Более того, основной областью французских исследований является пограничная область между нормальной и больной психической жизнью («Рибо», «Жанет», «Бинэ»), в то время как в Германии психология долгое время не имела тесных контактов с психиатрией. Лишь в последнее десятилетие взаимодействие между этими двумя дисциплинами стало более тесным (Ясперс, Шпехт, Штоерринг, Остеррайх, Кронфельд).

Философски наиболее ценным психологическим достижением англо-американских исследований является создание парапсихологии, под которой следует понимать изучение некоторых сверхнормальных психических проявлений, таких как телепатия, ясновидение и т.д., а также связанных с ними психофизических явлений (телекинез, материализация и т.д.) (Общество психических исследований – Джемс, Майерс, Ходгсон, Кравфорд и др.).
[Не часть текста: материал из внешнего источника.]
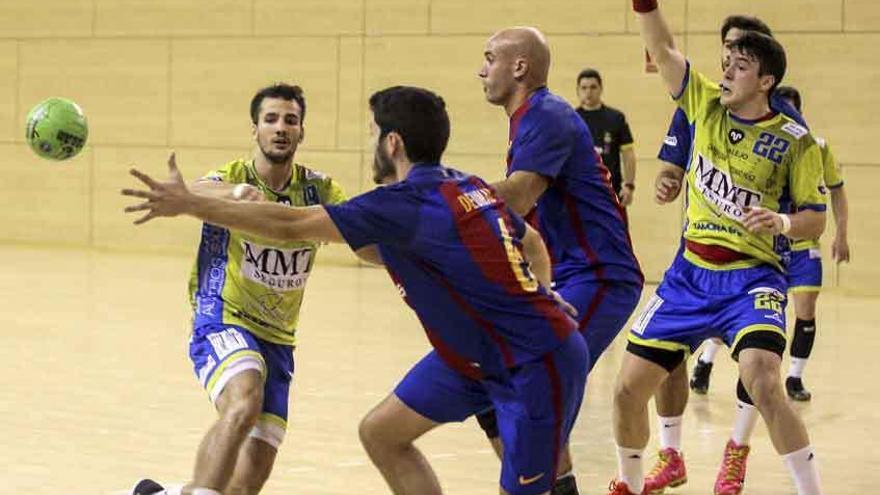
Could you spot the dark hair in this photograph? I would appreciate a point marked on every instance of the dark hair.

В работе принимают участие французские и швейцарские исследователи (Рише, Флурнуа), а также итальянские (Морселли, Ботацци). Особый философский интерес представляет основание современной религиозной психологии американским философом Джемсом. Важное общее различие между немецкой, французской и англосаксонской психологией заключается в их различном отношении к понятию бессознательного (подсознания). За рубежом гипотеза о бессознательном является общепринятой. В Германии она встречается, по сути, только в рамках фрейдистской школы, состоящей в основном из дилетантов.

Все рассмотренные нами течения уходят корнями в прошлое столетие, хотя некоторые из них нашли свое реальное развитие только в новом веке. Новый век породил и совершенно новые движения. Прежде всего, существенно изменилось представление о задачах самой философии. Как бы ни продолжалась эпистемологическая и психологическая работа, реальные интеллектуальные движущие силы теперь совсем иные, чем потребность в изучении структуры исследования и установлении психологических фактов. Философия хочет вновь стать мировоззрением и осветить проблему жизни. Ситуация в самой позитивной науке позволяет вновь ставить задачи выше, поскольку убежденность в том, что наука разрешила самые существенные загадки мира, которая была так сильна в эпоху натурализма и которая убила всякое философское мышление, вновь уступила место. Наука шатается в своих основаниях. Необходимо восстановить именно фундаментальные взгляды. Сотрудничество с философией неизбежно.

В области эпистемологии и логики возникли два новых движения, которые пока сосуществуют без особых контактов. Они не ограничиваются Германией.

Наиболее значительным из них в Германии является феноменологическое движение. Оно зародилось как раз на границе двух веков (1900 г.). Это движение, первоначально возникшее лишь как реформа наименее популярной философской дисциплины – логики, постепенно переросло в революцию во всей области философии. В отличие от неокантианства, в этом движении живет дух Лейбница, даже если он еще не реализовался в полной мере. Его ближайшим и непосредственным современным стимулом является другой мыслитель, чье имя не вышло за пределы специализированных академических кругов в Германии, но оказало большое влияние и сделало себе имя на австрийской земле. Это Франца Брентано (1838—1917). Рожденный в католическом духовенстве, получивший прекрасную логическую подготовку в Аристотеле и схоластике, он оказал очень глубокое влияние на значительный круг учеников и был фактически единственным из наиболее значительных современных мыслителей, кто сознательно боролся против всемогущества Канта.